31. [geïntimeerde] heeft met name moeite met het feit dat er minder auto’s op zijn (voormalige) parkeerappartementsplaats (indexnummer180) geparkeerd mogen worden dan hijzelf wil. Dit is in beginsel ter beoordeling van het bestuur (zie artikel 5 Huishoudelijk Reglement, overweging 6 van deze beschikking). Een besluit over deze kwestie ligt in deze procedure echter niet voor. Tijdens de mondelinge behandeling is juist gebleken dat het bestuur en de koper van de parkeerplaats genegen zijn om over het gebruik van de parkeerplaats nadere afspraken te maken om zo de door beiden gewenste duidelijkheid over het gebruik te verkrijgen.

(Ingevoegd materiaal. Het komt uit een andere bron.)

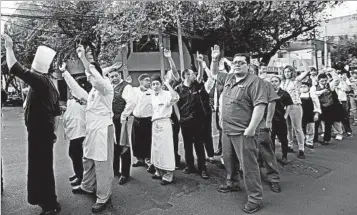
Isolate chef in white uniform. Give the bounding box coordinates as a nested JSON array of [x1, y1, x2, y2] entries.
[[59, 44, 114, 213], [151, 75, 179, 185]]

34. De conclusie is dat het besluit niet op inhoudelijke gronden voor vernietiging in aanmerking komt.
Slot
35. De bestreden beschikking zal worden vernietigd en het verzoek van [geïntimeerde] zal alsnog worden afgewezen. Hierbij past een veroordeling van [geïntimeerde] in de proceskosten in beide instanties.

Beslissing

Het hof:
- vernietigt de beschikking van de kantonrechter van 4 november 2019;
en opnieuw rechtdoende:
- wijst het verzoek van [geïntimeerde] af;
- veroordeelt [geïntimeerde] in de kosten van de procedure in eerste aanleg, aan de zijde van de VvE begroot op € 300 aan salaris voor de gemachtigde, en van de procedure in hoger beroep, tot op heden aan de zijde van de VvE begroot op € 741 aan griffierecht en € 2.148 aan salaris voor de advocaat (2 punten x tarief II);
- verklaart de proceskostenveroordelingen uitvoerbaar bij voorraad.
Deze beschikking is gegeven door mrs. H.J.M. Burg, M.A.F. Tan-de Sonnaville en H.J.H. van Meegen, en is uitgesproken ter openbare terechtzitting van 15 september 2020 in aanwezigheid van de griffier.